FR- Le Grand Accord

Tu as remarqué qu’on dit tous la même chose, maintenant. Les maires, les candidats, les PDG, les vice-recteurs, les directeurs de ministères. Les mots tournent comme un catéchisme doux : durable, inclusif, sécuritaire, bien-être, respect. Les phrases bougent à peine d’une ville à l’autre, d’un plateau à l’autre, d’un comité à l’autre. Les visages changent, le texte reste. On pourrait croire que c’est de la cohérence. En réalité, c’est autre chose. C’est un accord silencieux pour ne plus toucher ce qui dérange. Et à force de ne plus toucher, on ne sent plus.

Le politicien

Le studio sentait la poussière chaude des projecteurs, ce mélange de moquette rase et de maquillage bon marché qui tient trop longtemps sur la peau. On n’était pas dans un Parlement national, pas dans une crise mondiale — juste un débat municipal, quelque part entre deux tours de scrutin, un mardi soir. Montréal. Le générique venait de tomber. Les pupitres étaient rapprochés, tellement qu’on aurait pu croire à une photo de famille.

Ils étaient trois sur scène. Trois visions, disait le bandeau en bas de l’écran.

Le premier parlait de mobilité durable. La ville devait “réinventer l’espace pour les gens, pas pour les voitures”, il fallait “plus de pistes cyclables sécurisées, plus de zones vertes accessibles, plus de proximité”. Le deuxième acquiesçait doucement de la tête, puis reprenait : “Ce qu’il dit est important, mais moi je veux aller plus loin : une ville inclusive, où chaque quartier a accès à des services de base, où personne n’est laissé pour compte, où l’on ramène la dignité par l’aménagement urbain.” Le troisième, censé être l’opposition frontale, le poing sur la table, a souri avec cette intensité qui dit je suis différent, puis il a enchaîné : “On a besoin d’un vrai plan climatique local. Ce n’est pas une question d’idéologie. C’est une question de santé publique.” Et il a dit “ensemble” trois fois en trente secondes.

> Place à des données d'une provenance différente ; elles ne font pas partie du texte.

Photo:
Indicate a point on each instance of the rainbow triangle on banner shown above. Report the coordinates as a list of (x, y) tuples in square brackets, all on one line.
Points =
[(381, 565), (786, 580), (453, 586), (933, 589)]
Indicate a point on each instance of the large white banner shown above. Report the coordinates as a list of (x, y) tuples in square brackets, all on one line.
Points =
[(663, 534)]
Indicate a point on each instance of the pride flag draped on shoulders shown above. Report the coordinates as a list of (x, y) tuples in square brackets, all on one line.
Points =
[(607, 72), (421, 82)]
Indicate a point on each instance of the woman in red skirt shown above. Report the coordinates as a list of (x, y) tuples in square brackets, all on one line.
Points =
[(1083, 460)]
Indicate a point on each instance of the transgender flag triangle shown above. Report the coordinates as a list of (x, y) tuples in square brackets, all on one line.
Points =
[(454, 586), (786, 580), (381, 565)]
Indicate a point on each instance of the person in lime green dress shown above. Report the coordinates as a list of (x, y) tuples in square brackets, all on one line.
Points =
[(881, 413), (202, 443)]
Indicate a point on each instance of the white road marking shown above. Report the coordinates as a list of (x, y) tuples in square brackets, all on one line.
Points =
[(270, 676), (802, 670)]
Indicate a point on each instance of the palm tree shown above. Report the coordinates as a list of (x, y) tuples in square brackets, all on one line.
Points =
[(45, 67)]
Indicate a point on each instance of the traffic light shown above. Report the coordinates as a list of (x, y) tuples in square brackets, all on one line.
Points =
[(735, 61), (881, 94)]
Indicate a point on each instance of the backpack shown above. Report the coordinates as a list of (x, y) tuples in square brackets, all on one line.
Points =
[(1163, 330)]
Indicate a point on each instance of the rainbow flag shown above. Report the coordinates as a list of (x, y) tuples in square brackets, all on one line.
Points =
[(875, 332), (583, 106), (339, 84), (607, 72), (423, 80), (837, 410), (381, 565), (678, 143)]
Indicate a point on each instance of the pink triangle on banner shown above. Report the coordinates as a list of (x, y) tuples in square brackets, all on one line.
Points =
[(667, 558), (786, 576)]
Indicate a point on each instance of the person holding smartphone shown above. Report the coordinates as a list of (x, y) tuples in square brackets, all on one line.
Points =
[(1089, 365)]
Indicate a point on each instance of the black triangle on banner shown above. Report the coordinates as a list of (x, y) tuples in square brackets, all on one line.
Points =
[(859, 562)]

J’ai regardé l’assistante de prod derrière caméra deux. Elle hochait la tête machinalement, le regard dans le vide. Et tout à coup je me suis demandé si quelqu’un, dans cette salle, savait seulement combien coûtait un loyer pour un préposé qui commence à 5 h 30, ou ce que ça fait d’éviter un parc à la tombée du jour parce qu’on ne veut pas rentrer avec les mains qui tremblent.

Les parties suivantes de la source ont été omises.